The presence of the neophytes is felt long after their post-Easter classes, called mystagogia (six weeks for the adults and three weeks for the children) are completed.

OCI alumni can be found in the various choirs at Transfiguration. They are encharistic ministers, work with Habitat for Humanity and St. Vincent de Paul and serve on the pastoral advisory council. One alumna is part of the team which interprets each liturgy for the hearing impaired participants.

After a mandatory year-long break, some alumni become involved in the OCI again, this time as sponsors, Garrity said.

“With OCI it’s important to remember that Easter isn’t the end of the journey,” Garrity said. “It’s a disembarking point for another journey.”

According to Transfiguration’s pastor, Father Pat Bishop, the entire program, which is staffed by lay people, is based on an understanding of spirituality.

“Everything, I hope, is centered in personal relationship with Christ and his Church,” said Father Bishop, who has been pastor for five and a half years. “Bill is a very talented caring, extraordinarily dedicated person.
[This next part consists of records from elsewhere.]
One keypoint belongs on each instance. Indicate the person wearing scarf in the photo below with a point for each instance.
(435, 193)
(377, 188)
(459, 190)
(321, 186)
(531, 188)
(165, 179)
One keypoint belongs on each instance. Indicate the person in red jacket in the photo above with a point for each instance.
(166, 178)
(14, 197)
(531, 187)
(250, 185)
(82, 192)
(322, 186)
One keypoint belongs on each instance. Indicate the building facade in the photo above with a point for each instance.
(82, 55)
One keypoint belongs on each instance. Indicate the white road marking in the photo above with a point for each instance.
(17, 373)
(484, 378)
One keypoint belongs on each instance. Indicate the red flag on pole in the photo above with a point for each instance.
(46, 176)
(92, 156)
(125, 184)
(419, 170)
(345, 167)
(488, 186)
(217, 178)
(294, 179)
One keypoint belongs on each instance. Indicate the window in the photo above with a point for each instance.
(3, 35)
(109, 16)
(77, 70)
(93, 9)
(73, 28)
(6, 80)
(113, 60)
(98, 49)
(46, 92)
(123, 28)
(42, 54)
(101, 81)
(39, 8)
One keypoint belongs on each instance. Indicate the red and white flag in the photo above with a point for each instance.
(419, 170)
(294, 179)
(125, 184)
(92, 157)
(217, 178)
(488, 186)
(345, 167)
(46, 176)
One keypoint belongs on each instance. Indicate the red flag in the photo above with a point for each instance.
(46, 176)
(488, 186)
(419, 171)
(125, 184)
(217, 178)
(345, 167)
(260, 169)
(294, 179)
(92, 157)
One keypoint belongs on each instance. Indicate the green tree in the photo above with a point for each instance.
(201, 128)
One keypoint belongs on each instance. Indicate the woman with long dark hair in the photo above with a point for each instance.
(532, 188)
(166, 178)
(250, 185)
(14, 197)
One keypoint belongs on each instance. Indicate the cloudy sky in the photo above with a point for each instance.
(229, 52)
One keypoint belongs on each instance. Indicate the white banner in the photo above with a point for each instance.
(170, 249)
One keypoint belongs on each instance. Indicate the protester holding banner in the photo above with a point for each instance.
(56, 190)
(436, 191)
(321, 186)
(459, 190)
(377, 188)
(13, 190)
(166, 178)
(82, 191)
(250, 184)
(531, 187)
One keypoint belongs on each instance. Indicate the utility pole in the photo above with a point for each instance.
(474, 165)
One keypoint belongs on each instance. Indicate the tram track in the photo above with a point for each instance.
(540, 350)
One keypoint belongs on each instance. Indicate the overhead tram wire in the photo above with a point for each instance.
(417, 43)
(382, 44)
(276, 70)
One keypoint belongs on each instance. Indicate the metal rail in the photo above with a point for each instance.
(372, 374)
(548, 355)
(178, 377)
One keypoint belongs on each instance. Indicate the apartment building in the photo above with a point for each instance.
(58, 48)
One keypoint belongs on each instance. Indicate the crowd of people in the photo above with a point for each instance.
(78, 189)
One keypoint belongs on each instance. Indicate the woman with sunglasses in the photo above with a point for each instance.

He and his staff have a good understanding of what OCI is all about. The program predates me. It has a life of its own which is not dependent on the presence of the pastor, so people in this community are more aware of it and knowledgeable about it.”

“A priest in a parlor could not introduce people to the whole reality of parish life and Christian community,” Father Bishop continued. “By reason of their baptism lay people have a ministry to helping those who are coming into the church. OCI remains the avenue through which a person experiences what it means to be a Roman Catholic.”

Father Bishop said Transfiguration’s program could not function in a parish that was “not open to new leadership, evangilization or welcoming new people, gifts and talents or where there was a block of political power not to be shared.”

“This parish represents a fertile field for new life to grow,” he said. “The vast majority of the people in this parish are newer than I am. They are ready to extend welcome because welcome was extended to them.”